Anonymous 0 Comments

Well let’s start with what is a watch and what does it do?

A watch on it’s face (ha) is just a device that takes energy and gives you an accurate time. You see the face, which usually has two hands and probably a date, if not other complications.

Inside the watch, you have 3 basic things: a place that stores energy, a thing that vibrates in a certain way and a way of taking those vibrations and driving the hands with them. This vibration is there because that part only vibrates at a specific rate, called a resonant frequency.

In a quartz watch, (the type with a battery) The battery stores the energy, a small piece of quartz vibrates (piezoelectric oscillator if you want to look beyond an ELI5 level) those vibrations are counted by an electric circuit which drives a stepper motor, turning the second hand, and through gears, the minute and hour hands as well as the date ring.

In a mechanical watch, the energy is stored in a spring called the mainspring. The vibrating part is called the balance wheel, a perfectly balanced wheel with a smaller spring that tries to keep it in one place.
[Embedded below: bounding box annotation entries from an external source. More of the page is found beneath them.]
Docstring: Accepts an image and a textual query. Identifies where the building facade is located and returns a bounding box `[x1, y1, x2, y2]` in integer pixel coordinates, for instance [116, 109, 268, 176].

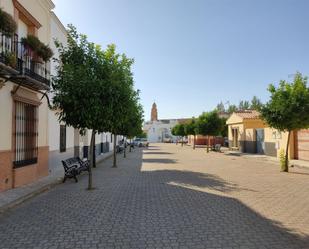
[226, 110, 300, 160]
[143, 103, 189, 143]
[0, 0, 54, 191]
[0, 0, 122, 191]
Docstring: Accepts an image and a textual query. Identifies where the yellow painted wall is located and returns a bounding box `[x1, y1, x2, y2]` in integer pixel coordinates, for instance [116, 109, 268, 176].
[0, 82, 13, 151]
[264, 127, 294, 159]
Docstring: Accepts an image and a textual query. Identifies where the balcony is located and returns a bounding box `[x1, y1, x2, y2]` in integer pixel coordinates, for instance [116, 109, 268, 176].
[0, 32, 50, 90]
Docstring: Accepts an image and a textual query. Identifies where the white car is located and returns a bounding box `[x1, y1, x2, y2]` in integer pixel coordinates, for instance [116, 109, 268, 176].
[134, 138, 149, 147]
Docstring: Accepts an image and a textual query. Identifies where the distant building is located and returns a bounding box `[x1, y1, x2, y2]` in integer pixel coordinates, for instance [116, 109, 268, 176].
[226, 110, 309, 160]
[143, 103, 190, 143]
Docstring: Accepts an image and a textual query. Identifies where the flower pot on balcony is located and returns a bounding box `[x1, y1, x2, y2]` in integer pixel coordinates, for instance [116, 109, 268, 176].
[4, 52, 17, 68]
[21, 35, 53, 63]
[0, 9, 17, 37]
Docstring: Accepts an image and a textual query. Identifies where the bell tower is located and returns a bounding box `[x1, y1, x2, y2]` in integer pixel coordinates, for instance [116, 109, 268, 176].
[151, 102, 158, 121]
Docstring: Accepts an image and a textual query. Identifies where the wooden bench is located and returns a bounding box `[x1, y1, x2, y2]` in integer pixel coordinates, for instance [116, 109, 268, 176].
[61, 157, 90, 182]
[211, 144, 221, 152]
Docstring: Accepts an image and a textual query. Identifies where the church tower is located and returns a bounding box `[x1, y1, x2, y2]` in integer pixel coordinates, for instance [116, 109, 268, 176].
[151, 102, 158, 121]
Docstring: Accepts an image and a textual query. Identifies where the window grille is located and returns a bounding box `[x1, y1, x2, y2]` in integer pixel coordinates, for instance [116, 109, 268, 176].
[14, 101, 38, 168]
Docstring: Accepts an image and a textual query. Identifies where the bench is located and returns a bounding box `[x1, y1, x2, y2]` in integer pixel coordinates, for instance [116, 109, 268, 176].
[211, 144, 221, 152]
[61, 157, 90, 182]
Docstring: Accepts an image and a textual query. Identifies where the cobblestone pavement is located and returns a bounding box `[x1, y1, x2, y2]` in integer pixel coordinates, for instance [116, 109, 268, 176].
[0, 144, 309, 249]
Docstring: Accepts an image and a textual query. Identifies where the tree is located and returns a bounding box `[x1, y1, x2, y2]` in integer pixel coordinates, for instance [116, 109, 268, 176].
[260, 73, 309, 172]
[185, 117, 197, 150]
[238, 100, 250, 111]
[122, 91, 147, 157]
[105, 45, 136, 167]
[220, 118, 228, 137]
[197, 111, 222, 153]
[52, 26, 112, 190]
[216, 101, 225, 112]
[250, 96, 263, 111]
[227, 105, 238, 114]
[172, 123, 186, 146]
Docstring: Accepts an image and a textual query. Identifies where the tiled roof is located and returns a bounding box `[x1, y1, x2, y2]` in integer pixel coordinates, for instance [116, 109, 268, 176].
[235, 110, 260, 119]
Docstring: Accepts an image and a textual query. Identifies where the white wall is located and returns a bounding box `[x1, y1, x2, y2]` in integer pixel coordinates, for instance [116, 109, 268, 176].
[143, 119, 178, 143]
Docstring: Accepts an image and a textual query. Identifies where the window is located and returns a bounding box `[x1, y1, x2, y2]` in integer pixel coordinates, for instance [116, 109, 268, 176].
[60, 125, 67, 152]
[14, 101, 38, 168]
[232, 128, 238, 147]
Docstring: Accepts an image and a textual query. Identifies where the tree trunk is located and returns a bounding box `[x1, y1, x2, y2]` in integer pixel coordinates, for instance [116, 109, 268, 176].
[282, 131, 291, 172]
[92, 136, 97, 168]
[123, 140, 127, 158]
[193, 135, 195, 150]
[88, 130, 95, 190]
[113, 134, 117, 168]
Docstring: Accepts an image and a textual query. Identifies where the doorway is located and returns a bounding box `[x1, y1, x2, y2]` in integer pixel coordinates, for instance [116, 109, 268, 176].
[256, 129, 265, 154]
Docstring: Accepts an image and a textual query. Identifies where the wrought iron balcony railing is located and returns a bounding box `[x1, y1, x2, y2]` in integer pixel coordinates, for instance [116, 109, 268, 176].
[0, 32, 50, 87]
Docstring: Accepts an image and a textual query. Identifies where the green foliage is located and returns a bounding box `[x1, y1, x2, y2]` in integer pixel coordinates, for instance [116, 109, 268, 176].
[261, 73, 309, 131]
[172, 123, 186, 137]
[279, 149, 286, 171]
[21, 35, 54, 61]
[260, 73, 309, 172]
[197, 111, 223, 136]
[52, 23, 143, 181]
[216, 101, 225, 112]
[238, 100, 250, 111]
[220, 118, 228, 137]
[250, 96, 263, 111]
[227, 105, 238, 114]
[0, 8, 17, 37]
[184, 117, 197, 135]
[223, 96, 263, 114]
[52, 26, 113, 134]
[4, 51, 17, 68]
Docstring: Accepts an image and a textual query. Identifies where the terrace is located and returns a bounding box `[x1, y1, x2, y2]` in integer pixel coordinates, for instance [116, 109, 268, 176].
[0, 32, 50, 90]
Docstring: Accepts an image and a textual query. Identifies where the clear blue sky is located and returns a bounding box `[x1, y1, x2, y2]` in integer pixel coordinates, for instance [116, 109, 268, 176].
[54, 0, 309, 120]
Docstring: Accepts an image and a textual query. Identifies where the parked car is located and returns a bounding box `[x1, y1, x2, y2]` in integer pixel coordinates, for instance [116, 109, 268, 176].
[134, 138, 149, 147]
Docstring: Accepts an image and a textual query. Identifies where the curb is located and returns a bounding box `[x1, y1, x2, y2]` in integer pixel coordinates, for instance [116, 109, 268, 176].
[0, 178, 62, 214]
[0, 153, 113, 215]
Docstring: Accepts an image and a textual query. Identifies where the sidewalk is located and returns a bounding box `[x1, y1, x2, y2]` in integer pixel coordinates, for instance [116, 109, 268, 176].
[0, 151, 113, 213]
[224, 151, 309, 169]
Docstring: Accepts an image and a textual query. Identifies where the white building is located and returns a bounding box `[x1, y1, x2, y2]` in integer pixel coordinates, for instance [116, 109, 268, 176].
[48, 12, 116, 171]
[143, 103, 188, 143]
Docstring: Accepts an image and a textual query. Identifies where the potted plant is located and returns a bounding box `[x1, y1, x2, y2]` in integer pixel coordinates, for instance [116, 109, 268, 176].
[4, 51, 17, 68]
[21, 35, 53, 62]
[0, 8, 17, 37]
[37, 44, 54, 62]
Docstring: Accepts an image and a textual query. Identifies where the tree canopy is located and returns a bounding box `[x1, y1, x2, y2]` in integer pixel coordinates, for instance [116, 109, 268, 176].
[260, 73, 309, 171]
[52, 26, 143, 189]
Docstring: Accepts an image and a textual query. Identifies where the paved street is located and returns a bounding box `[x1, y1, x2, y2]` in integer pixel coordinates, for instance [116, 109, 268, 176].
[0, 144, 309, 249]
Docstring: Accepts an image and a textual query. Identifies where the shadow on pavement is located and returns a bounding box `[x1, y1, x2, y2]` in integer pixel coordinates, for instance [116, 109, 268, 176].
[0, 149, 309, 249]
[144, 152, 174, 155]
[143, 158, 176, 163]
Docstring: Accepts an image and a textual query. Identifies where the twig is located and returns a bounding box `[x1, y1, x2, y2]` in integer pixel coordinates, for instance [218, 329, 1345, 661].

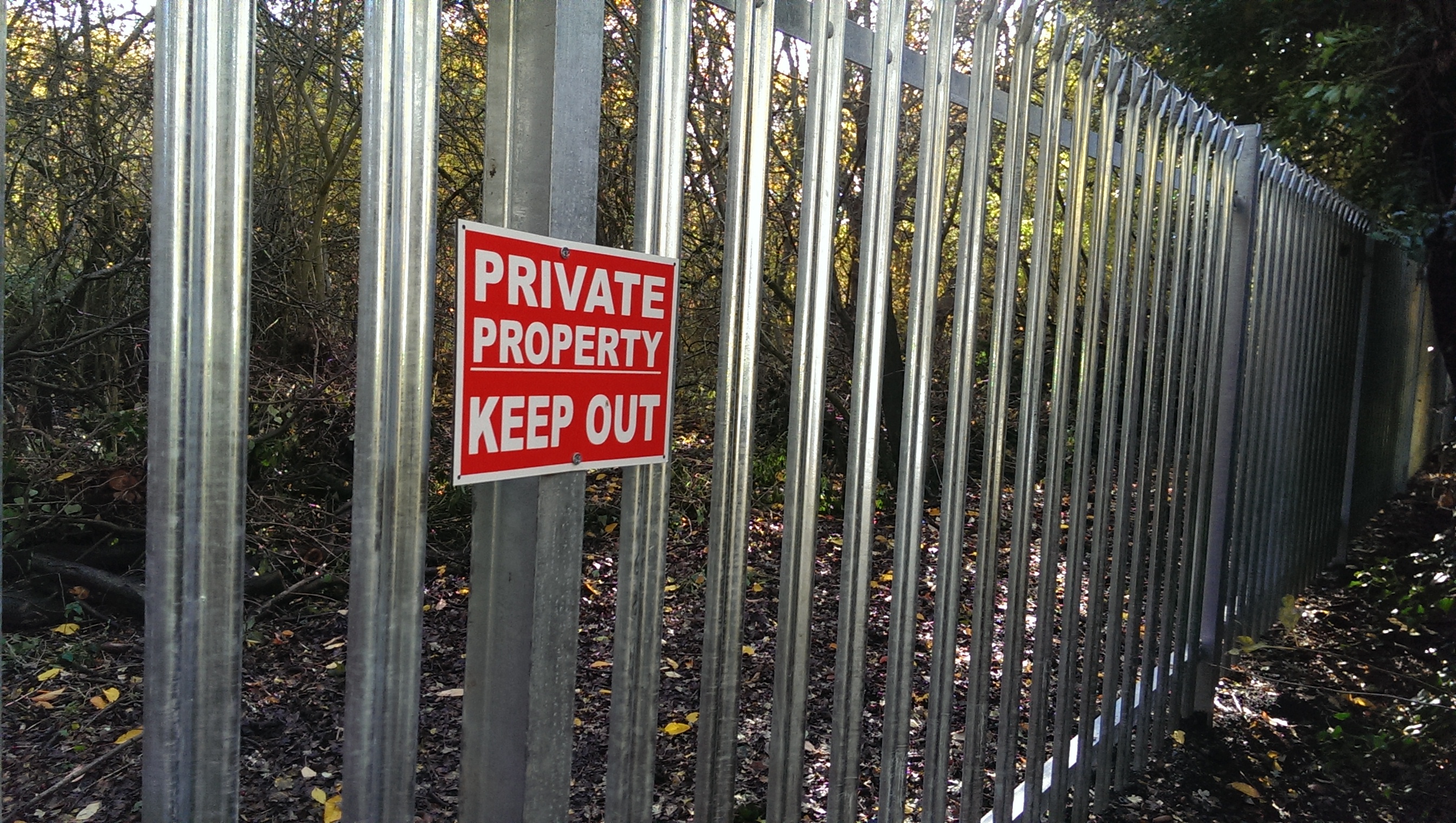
[1219, 665, 1456, 711]
[10, 734, 141, 821]
[253, 571, 323, 618]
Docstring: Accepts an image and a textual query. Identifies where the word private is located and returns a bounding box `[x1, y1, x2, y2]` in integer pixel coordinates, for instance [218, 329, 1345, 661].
[454, 220, 679, 485]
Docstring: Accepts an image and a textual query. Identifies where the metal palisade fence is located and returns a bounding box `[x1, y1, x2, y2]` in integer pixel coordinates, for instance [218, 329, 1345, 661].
[144, 0, 1444, 823]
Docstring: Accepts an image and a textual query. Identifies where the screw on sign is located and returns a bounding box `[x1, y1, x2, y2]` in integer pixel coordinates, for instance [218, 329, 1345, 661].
[454, 220, 677, 485]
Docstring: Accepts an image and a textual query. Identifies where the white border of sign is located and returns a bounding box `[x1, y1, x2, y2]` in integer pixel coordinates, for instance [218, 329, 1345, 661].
[450, 220, 683, 485]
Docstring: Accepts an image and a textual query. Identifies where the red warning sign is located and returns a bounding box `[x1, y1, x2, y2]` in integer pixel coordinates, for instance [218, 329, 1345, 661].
[454, 220, 677, 485]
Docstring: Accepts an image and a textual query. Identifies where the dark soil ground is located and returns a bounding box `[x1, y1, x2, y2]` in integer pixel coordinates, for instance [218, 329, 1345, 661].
[0, 443, 1456, 823]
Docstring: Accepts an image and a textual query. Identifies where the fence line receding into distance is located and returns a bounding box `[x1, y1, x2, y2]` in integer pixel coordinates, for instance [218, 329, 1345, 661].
[144, 0, 1440, 823]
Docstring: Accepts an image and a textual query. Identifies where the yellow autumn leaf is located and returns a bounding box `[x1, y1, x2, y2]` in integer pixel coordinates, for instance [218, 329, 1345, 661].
[323, 794, 343, 823]
[1229, 782, 1259, 797]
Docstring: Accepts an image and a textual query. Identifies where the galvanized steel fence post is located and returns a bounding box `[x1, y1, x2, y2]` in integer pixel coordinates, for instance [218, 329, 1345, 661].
[460, 0, 603, 823]
[125, 0, 1433, 823]
[1194, 125, 1259, 711]
[606, 0, 690, 823]
[343, 0, 440, 823]
[142, 0, 255, 823]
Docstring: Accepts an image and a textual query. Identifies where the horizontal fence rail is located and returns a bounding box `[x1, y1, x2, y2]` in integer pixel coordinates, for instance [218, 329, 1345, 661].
[131, 0, 1446, 823]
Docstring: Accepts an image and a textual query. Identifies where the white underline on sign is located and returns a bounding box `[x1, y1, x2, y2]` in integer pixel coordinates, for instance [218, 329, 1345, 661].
[470, 365, 661, 374]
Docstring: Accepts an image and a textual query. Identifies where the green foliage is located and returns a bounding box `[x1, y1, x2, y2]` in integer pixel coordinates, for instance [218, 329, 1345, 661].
[1073, 0, 1456, 240]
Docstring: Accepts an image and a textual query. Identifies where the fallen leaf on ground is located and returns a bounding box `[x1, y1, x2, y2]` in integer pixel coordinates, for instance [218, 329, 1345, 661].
[323, 794, 343, 823]
[1229, 782, 1259, 797]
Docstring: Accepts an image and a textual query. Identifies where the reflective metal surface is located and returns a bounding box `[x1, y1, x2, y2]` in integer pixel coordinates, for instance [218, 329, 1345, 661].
[144, 0, 1444, 823]
[141, 0, 255, 823]
[343, 0, 440, 823]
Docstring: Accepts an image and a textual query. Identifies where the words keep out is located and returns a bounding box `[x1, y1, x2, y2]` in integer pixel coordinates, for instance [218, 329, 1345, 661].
[466, 395, 662, 454]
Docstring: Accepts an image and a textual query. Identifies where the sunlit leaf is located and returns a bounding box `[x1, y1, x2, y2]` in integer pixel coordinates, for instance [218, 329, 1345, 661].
[1229, 781, 1259, 797]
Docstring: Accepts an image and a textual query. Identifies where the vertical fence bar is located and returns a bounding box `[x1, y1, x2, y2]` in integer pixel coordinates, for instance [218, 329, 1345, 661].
[880, 3, 955, 820]
[1113, 76, 1166, 787]
[1117, 87, 1172, 785]
[141, 0, 255, 823]
[826, 0, 902, 823]
[1169, 113, 1221, 719]
[1332, 238, 1374, 565]
[1043, 32, 1102, 823]
[1147, 108, 1207, 725]
[1094, 67, 1152, 810]
[994, 21, 1066, 820]
[961, 7, 1038, 820]
[764, 3, 846, 823]
[693, 0, 775, 823]
[1143, 90, 1192, 757]
[1156, 121, 1252, 741]
[925, 0, 1006, 823]
[604, 0, 690, 823]
[460, 0, 603, 823]
[1067, 48, 1132, 820]
[1194, 125, 1259, 713]
[343, 0, 440, 823]
[1016, 21, 1085, 821]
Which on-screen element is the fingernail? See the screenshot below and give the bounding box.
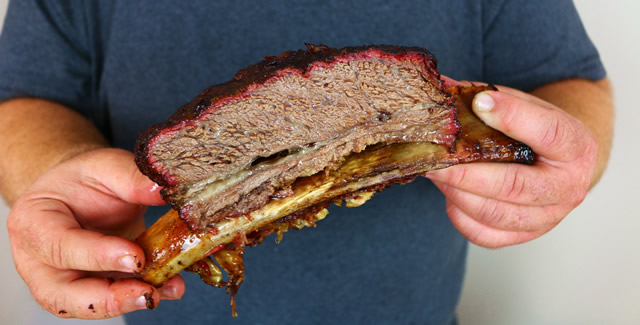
[120,255,139,272]
[473,92,496,112]
[136,293,155,309]
[158,284,178,299]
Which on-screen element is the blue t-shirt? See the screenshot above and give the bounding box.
[0,0,605,325]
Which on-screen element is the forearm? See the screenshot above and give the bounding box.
[532,79,614,187]
[0,98,108,205]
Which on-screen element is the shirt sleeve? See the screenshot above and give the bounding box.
[483,0,606,90]
[0,0,92,111]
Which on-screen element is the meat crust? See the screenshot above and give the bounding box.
[136,45,459,230]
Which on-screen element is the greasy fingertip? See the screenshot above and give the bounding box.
[158,275,185,300]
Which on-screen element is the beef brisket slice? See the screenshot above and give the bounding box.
[136,45,459,229]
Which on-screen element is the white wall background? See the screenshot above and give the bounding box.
[0,0,640,325]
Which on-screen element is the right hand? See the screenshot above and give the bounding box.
[7,149,185,319]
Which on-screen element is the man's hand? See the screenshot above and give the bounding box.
[7,149,184,319]
[426,87,606,247]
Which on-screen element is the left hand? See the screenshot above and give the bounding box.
[425,87,598,248]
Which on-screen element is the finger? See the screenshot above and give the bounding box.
[158,274,185,300]
[434,178,568,232]
[473,91,595,162]
[424,163,579,206]
[496,85,553,108]
[21,263,161,319]
[447,200,549,248]
[13,199,145,273]
[83,149,165,205]
[440,75,465,88]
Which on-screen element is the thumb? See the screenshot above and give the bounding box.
[473,90,587,161]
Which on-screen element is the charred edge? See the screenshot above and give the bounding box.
[135,44,444,186]
[144,292,156,309]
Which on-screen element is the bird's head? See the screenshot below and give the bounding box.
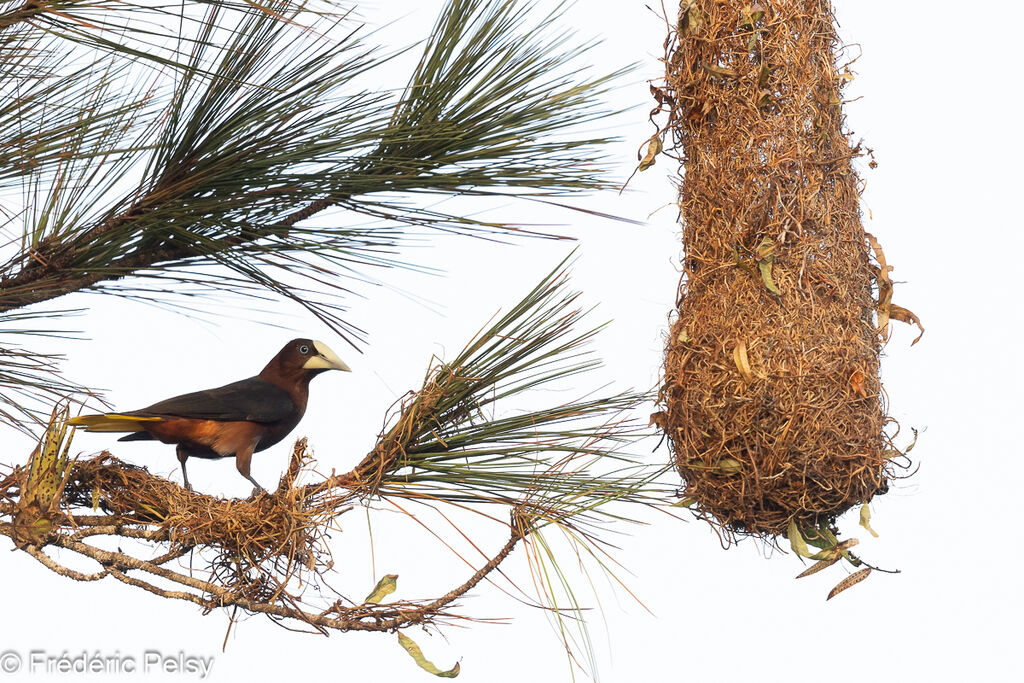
[260,339,351,377]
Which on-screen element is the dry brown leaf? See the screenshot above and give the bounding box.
[825,567,871,600]
[797,555,843,579]
[889,303,925,346]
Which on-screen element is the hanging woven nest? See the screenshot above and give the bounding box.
[654,0,916,539]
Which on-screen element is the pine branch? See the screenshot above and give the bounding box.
[0,0,617,350]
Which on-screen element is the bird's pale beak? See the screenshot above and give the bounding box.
[302,341,352,373]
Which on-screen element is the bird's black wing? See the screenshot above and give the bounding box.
[132,377,298,423]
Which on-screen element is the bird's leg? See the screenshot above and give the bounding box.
[234,443,266,496]
[176,443,191,490]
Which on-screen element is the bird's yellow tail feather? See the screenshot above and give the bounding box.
[68,413,163,432]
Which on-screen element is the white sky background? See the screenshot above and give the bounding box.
[0,0,1024,683]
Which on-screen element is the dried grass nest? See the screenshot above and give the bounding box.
[653,0,918,539]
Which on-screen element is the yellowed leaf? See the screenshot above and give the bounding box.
[860,503,879,539]
[732,342,754,382]
[700,61,739,78]
[637,135,662,171]
[850,370,867,398]
[398,633,460,678]
[362,573,398,604]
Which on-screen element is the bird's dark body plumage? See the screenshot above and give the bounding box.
[72,339,348,488]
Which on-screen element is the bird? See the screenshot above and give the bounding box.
[69,339,351,495]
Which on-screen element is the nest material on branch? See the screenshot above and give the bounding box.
[0,264,649,651]
[654,0,916,539]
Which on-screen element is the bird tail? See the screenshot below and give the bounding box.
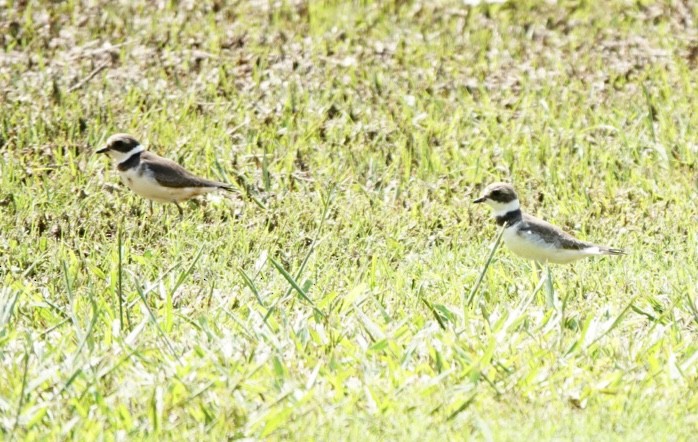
[216,183,237,193]
[599,247,627,255]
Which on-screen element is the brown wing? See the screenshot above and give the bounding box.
[141,152,230,190]
[519,215,594,250]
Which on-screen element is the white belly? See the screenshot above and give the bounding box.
[502,227,593,264]
[119,169,216,203]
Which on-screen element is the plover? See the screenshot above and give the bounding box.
[474,183,625,264]
[97,134,234,216]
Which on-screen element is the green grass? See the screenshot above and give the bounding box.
[0,0,698,440]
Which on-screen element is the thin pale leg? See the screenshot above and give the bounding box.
[172,201,184,218]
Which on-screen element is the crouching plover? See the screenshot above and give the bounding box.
[474,183,625,264]
[97,134,234,216]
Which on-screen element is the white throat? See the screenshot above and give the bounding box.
[109,144,145,164]
[487,199,521,217]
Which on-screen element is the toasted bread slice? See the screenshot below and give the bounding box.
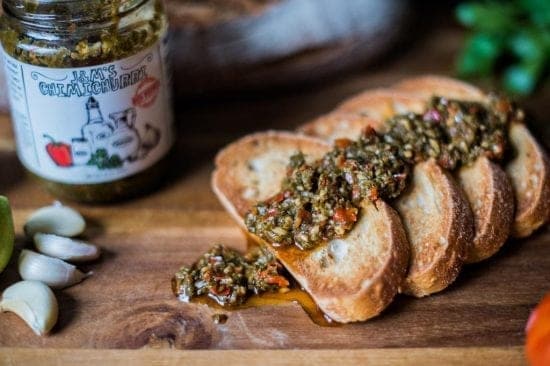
[456,156,514,263]
[392,75,487,102]
[336,89,426,121]
[394,75,550,237]
[212,132,409,323]
[302,112,473,296]
[506,123,550,238]
[395,160,474,297]
[396,75,514,263]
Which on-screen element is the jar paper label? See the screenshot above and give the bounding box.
[4,40,174,184]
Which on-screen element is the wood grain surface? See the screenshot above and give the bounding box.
[0,20,550,365]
The spring doesn’t have a lot of force, so if you give the balance wheel a little push, it’ll swing one way, then back the other, and if you give it the same size push every time it turns, it will stay at the same frequency, or rate of vibration. The part that does the pushing is called the escapement. It’s usually a rocking device that allows the escape wheel to advance only a certain amount each vibration (usually 4 or 5 times per second depending on the watch).

Now that we have a repeatable, accurate vibration, you attach the hands and other continuous complications to the gears that are doing the pushing, and you have a watch. There are a ton of other complications some high end watches have like Tourbillons, Minute Repeaters, Perpetual Calendars, Chronographs, and Dual Balance Wheels. Grand Seiko even has their weird Spring Drive movement which uses a mainspring to drive a quartz oscillator.

One more thing I’ll add is that for a mechanical watch, you will wind the mainspring by hand. For what’s called an Automatic watch, you can usually wind the mechanism by hand, but the watch has a special piece that can wind the mechanism for you called a rotor. It’s a piece of metal that is weighted on one side so that it spins around as you walk and sway your arms. These can stay wound as long as you wear them for at least an hour a day.

Here are a couple videos to see how the pieces work:

TL;DR Video: [https://www.youtube.com/watch?v=3MUL65-vZHY](https://www.youtube.com/watch?v=3MUL65-vZHY)

More involved old school video: [https://www.youtube.com/watch?v=rL0_vOw6eCc](https://www.youtube.com/watch?v=rL0_vOw6eCc)

Anonymous 0 Comments

With a spring. Mechanical watches have a spring that gets wound up, thus storing energy. As it unwinds, it releases that energy through a series of gears to allow watch to tick at a steady and correct rate. As the spring unwinds, it loses energy, so you have to manually rewind it again periodically to keep it working.